Minum kopi juga berbahaya bagi penderita hipertensi (tekanan darah tinggi) karena senyawa kafein bisa menyebabkan tekanan darah meningkat tajam. Selain itu, kopi juga bisa meningkatkan aliran darah ke ginjal dengan akibat produksi urin bertambah. Jadi, jangan heran kalau tidak lama sehabis minum kopi kandung kemih cepat penuh.

Minum kopi terlalu bayak bisa pula mengurangi kesuburan wanita, apalagi kalau dikombinasikan dengan alkohol. Bagi wanita usia monopouse, minum kopi dalam jumlah banyak bisa menambah resiko kekeroposan tulang (osteoporosis).

Pada dosis sedang, kafein menaikkan produksi asam lambung yang berlangsung lama, sehingga dapat memperbesarresiko penyakit lambung, tukak lambung atau tukak usus halus. Jadi para penderita kelamahan lambung hendaknya menghindari konsumsi kopi.

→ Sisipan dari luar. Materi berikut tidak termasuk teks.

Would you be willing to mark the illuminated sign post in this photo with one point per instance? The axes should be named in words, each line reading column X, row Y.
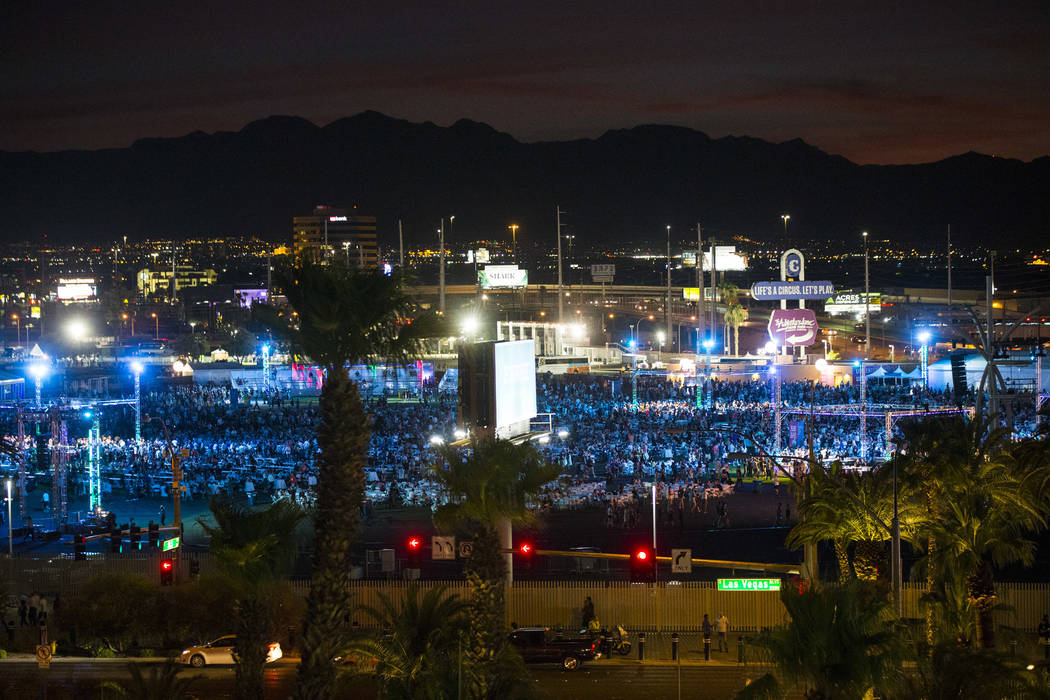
column 749, row 584
column 502, row 276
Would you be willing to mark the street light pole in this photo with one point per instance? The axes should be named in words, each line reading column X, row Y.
column 441, row 267
column 670, row 320
column 867, row 311
column 561, row 294
column 11, row 536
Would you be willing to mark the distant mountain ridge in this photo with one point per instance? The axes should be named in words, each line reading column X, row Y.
column 625, row 185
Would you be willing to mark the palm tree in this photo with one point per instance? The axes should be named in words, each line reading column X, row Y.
column 981, row 502
column 342, row 316
column 821, row 517
column 985, row 523
column 415, row 654
column 736, row 315
column 729, row 293
column 163, row 683
column 489, row 489
column 837, row 645
column 255, row 549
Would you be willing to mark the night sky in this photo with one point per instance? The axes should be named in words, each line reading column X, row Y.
column 876, row 82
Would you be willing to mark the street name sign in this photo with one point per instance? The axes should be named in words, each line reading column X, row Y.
column 443, row 548
column 749, row 584
column 775, row 291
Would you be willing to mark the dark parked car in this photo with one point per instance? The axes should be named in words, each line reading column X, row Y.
column 542, row 645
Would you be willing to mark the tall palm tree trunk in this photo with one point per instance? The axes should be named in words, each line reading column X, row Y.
column 253, row 622
column 867, row 558
column 485, row 573
column 342, row 441
column 981, row 590
column 842, row 556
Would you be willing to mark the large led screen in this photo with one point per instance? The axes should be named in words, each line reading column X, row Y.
column 515, row 382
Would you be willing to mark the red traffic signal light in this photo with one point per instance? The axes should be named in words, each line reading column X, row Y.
column 167, row 572
column 644, row 565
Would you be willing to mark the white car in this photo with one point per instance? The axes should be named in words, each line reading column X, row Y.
column 221, row 651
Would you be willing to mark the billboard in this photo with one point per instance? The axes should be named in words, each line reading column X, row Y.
column 853, row 302
column 515, row 382
column 502, row 276
column 799, row 290
column 76, row 290
column 793, row 326
column 726, row 256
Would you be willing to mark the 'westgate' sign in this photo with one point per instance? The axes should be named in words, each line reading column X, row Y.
column 793, row 326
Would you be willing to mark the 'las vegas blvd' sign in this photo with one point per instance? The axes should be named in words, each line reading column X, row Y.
column 749, row 584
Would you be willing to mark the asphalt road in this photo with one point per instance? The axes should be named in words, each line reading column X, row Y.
column 608, row 681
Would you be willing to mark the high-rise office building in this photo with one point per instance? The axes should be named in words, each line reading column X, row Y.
column 333, row 233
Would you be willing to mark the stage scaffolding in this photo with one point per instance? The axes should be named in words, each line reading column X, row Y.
column 56, row 416
column 889, row 414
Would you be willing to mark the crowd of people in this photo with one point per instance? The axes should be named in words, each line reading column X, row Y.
column 610, row 450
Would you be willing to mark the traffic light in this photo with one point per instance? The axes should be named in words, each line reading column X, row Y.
column 167, row 572
column 414, row 547
column 643, row 565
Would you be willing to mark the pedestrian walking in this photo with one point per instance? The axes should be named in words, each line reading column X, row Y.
column 722, row 624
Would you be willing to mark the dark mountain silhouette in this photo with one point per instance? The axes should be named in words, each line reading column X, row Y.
column 623, row 186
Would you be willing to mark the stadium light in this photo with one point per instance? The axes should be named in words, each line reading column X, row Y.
column 77, row 330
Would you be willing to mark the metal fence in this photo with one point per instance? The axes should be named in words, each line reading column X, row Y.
column 665, row 607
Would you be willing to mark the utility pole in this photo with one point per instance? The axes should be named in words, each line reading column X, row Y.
column 950, row 329
column 400, row 246
column 561, row 294
column 714, row 288
column 670, row 320
column 699, row 283
column 867, row 309
column 441, row 267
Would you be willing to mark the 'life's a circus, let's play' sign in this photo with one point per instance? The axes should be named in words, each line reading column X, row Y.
column 793, row 326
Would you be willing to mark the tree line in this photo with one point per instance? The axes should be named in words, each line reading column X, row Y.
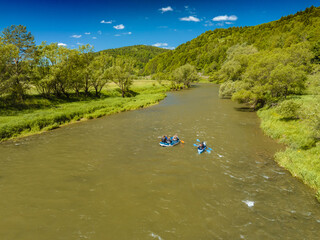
column 54, row 70
column 256, row 65
column 58, row 71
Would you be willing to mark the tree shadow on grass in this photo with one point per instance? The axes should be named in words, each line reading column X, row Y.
column 31, row 103
column 244, row 109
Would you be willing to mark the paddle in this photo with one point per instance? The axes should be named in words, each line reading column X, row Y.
column 207, row 149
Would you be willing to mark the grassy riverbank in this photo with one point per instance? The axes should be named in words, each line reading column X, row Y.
column 301, row 134
column 38, row 114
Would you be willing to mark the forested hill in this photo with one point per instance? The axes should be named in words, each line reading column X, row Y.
column 209, row 51
column 141, row 53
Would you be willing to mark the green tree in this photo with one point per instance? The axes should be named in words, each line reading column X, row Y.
column 185, row 75
column 19, row 77
column 98, row 71
column 121, row 74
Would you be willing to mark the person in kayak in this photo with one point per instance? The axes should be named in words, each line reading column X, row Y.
column 175, row 137
column 201, row 146
column 164, row 139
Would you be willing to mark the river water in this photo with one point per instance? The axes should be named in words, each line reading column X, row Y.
column 109, row 178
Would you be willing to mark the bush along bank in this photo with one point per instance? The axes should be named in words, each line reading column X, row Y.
column 296, row 123
column 19, row 123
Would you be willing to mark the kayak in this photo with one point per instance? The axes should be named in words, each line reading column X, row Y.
column 203, row 149
column 173, row 143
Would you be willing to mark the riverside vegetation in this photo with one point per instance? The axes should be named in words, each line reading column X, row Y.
column 45, row 86
column 273, row 68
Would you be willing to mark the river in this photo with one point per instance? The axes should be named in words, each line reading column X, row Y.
column 109, row 179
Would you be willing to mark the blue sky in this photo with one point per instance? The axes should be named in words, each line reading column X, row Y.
column 111, row 24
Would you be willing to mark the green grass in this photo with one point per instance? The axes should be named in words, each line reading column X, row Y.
column 38, row 115
column 302, row 155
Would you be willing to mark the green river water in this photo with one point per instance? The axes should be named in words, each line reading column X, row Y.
column 109, row 178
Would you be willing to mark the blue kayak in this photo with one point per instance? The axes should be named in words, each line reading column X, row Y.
column 173, row 143
column 203, row 149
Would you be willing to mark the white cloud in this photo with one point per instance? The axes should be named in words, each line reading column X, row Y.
column 76, row 36
column 208, row 24
column 190, row 10
column 171, row 48
column 190, row 19
column 119, row 27
column 107, row 22
column 160, row 45
column 225, row 18
column 166, row 9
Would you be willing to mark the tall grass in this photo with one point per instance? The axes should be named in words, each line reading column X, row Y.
column 301, row 135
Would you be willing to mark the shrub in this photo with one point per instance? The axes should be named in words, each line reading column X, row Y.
column 288, row 109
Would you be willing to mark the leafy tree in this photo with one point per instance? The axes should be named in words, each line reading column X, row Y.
column 185, row 75
column 286, row 80
column 288, row 109
column 98, row 71
column 121, row 74
column 18, row 78
column 8, row 53
column 85, row 58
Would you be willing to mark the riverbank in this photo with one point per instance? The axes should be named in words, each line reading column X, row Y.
column 40, row 115
column 301, row 135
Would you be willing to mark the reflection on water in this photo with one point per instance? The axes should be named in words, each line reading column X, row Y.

Cara pengolahan dan penyeduan kopi pun memberikan andil terhadap dampak yang ditimbulkannya. Bentuk pengolahan dan penyeduhan kopi tubruk misalnya. Kopi tubruk pada umumnya lebih keras karena bubuk kopi dalam cangkir atau gelas langsung diseduh dengan air mendidih. Lagipula kopi tubruk pada umumnya menggunakan kopi lebih kasa dipadu dengan gula batu. Dengan sendirinya akan lebih banyak ampas bubuk kopi yang masuk ke tubuh kita dibandingkan dengan kopi yang diseduh dalam teko. Maka dapat dipahami bila efek samping kopi tubruk lebih tinggi dibandingkan dengan secangkir kopi yang sudah tersaring.

search terms :

cache:cb7lbLB19fUJ:sweetspearls com/health/mengatasi-kulit-kusam-dengan-bahan-alami/ MENGATASI KULIT KUSAM Share This Post

One response so far

One Response to “DIBALIK NIKMATNYA KOPI”

  1. Hao Hao Reporton 12 Nov 2009 at 11:34 am

    Someone thinks this story is fantastic…

    This story was submitted to Hao Hao Report – a collection of China’s best stories and blog posts. If you like this story, be sure to go vote for it….

Trackback URI | Comments RSS

Leave a Reply

CommentLuv Enabled

Search

Improve the web with Nofollow Reciprocity.